Twindle moaned in horror and clapped her hands over her ears.
“Beth, where on earth do you hear such things?” Claire asked, aghast. “Ladies, especially young, unmarried ladies, are not supposed to know about matters of that nature, and even if they do, they’re certainly not supposed to talk about them!”
“If you can succeed in convincing her of that, you should have been the governess and not I, Miss Claire,” Twindle muttered, dropping her hands and fixing Beth with a look that warned anyone who knew her well that the recipient was in for a thundering scold once she got her alone.
“Oh, pooh,” Beth said inelegantly, clearly unimpressed, and descended the stairs with a toss of her fiery head.
That evening found them at Almack’
s, that most exclusive of clubs. Known by the vulgar as the Marriage Mart, it was more difficult to get into than St. James’s Palace. Ruled by a set of patronesses who included, fortunately, Aunt Augusta’s good friend Lady Jersey as well as the more top-lofty Princess Esterhazy, Countess Lieven, and Mrs. Drummond-Burrell, it consisted of several large but surprisingly shabby chambers on King Street. The surroundings were unimpressive, the refreshments, which were of no higher order than tea, lemonade, or orgeat, small stale cakes or bread and butter, were paltry, and the entertainment was limited to dancing or a few hands of whist or vingt-et-un, and yet admission into its hallowed halls was the goal of every socially ambitious female in the country. The patronesses’ approval, issued in the form of vouchers, had to be obtained before one might purchase a ticket for admission, and the patronesses themselves were notoriously strict about just who was deemed suitable and who was not. Fortunately, that hurdle had been cleared for Claire at the time of her own come-out, which meant that Beth’s admission, sans some sort of major faux pas on that volatile young lady’s part, had been all but assured.

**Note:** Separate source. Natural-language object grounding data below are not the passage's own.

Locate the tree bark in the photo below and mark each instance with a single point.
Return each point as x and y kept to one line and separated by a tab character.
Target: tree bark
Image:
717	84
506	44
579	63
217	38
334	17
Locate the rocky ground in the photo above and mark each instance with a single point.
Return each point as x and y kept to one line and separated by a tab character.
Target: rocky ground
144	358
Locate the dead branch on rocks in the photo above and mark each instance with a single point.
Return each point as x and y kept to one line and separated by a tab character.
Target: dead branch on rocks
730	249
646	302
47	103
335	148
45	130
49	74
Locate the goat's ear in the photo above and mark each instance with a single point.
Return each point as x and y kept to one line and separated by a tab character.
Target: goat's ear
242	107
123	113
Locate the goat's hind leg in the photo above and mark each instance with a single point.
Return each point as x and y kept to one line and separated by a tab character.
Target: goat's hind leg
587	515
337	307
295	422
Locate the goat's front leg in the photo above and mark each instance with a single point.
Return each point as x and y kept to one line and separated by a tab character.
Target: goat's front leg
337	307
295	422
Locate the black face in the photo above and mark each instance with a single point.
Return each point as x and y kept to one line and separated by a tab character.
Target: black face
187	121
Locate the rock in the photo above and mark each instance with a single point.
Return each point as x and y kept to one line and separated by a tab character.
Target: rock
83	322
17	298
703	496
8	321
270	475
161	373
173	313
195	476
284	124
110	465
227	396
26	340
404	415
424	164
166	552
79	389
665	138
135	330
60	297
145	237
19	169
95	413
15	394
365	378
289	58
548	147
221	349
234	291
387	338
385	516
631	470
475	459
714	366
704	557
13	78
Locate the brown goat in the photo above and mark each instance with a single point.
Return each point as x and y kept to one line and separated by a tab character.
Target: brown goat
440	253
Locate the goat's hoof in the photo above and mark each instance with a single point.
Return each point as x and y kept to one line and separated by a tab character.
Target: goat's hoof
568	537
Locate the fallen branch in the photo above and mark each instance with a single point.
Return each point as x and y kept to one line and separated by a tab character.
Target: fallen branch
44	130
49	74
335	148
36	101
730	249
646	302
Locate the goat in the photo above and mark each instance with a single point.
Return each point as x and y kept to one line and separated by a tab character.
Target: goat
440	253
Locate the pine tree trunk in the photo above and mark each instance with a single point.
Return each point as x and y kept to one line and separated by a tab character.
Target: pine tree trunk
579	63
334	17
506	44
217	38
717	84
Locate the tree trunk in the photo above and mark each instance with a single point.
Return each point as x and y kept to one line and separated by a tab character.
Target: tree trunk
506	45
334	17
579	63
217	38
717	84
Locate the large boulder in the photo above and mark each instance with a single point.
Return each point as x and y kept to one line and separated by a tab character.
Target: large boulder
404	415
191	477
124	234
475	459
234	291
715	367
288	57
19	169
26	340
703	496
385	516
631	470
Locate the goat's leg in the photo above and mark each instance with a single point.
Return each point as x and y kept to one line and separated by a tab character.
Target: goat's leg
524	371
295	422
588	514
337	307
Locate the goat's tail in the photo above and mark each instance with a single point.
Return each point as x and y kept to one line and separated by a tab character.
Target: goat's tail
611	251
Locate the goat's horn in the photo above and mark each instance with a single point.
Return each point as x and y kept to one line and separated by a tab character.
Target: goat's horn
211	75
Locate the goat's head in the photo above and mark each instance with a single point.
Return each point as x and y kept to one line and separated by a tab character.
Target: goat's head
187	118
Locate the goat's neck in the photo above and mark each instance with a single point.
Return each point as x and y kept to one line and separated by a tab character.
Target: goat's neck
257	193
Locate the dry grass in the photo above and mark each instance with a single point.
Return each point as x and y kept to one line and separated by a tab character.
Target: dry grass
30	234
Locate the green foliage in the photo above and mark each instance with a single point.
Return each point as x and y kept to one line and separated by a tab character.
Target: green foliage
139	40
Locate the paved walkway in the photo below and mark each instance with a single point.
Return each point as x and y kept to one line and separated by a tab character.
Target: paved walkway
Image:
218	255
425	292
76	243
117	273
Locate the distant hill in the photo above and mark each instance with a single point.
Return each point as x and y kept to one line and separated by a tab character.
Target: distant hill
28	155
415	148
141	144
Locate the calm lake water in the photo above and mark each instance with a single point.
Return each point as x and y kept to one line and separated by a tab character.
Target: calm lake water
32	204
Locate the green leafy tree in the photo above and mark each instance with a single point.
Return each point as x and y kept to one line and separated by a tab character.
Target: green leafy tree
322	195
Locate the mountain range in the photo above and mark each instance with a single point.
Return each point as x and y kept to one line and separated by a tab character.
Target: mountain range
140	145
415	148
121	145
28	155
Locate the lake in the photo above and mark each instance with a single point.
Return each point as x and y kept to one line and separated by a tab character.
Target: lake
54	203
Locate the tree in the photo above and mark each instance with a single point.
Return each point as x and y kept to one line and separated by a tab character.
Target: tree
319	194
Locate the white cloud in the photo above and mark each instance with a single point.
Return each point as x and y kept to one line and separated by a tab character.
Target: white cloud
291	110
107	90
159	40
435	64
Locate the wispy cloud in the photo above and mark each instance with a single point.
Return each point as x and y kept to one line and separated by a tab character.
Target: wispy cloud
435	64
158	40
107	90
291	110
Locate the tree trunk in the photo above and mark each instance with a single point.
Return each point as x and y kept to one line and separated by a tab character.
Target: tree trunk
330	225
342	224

As a consequence, rather than feeling privileged to be a part of so select a group, Claire was feeling bored as she sat with the other chaperons in one of the gilt chairs lining the walls, and headachy, and most unaccountably out of sorts. The truth was that she was blue-deviled, though she meant to admit that to no one save herself. Try as she would, she could not get the image of Hugh and the blond female he’d been driving down Piccadilly out of her head. Was he with her now? she wondered. Were they, perhaps, together in that house in Curzon Street where Hugh had suggested meeting her? Were they even now kissing, or . . .
Stop it, she ordered herself fiercely. She wasn’t going to think about that. She was going to put Hugh and everything concerning him out of her head.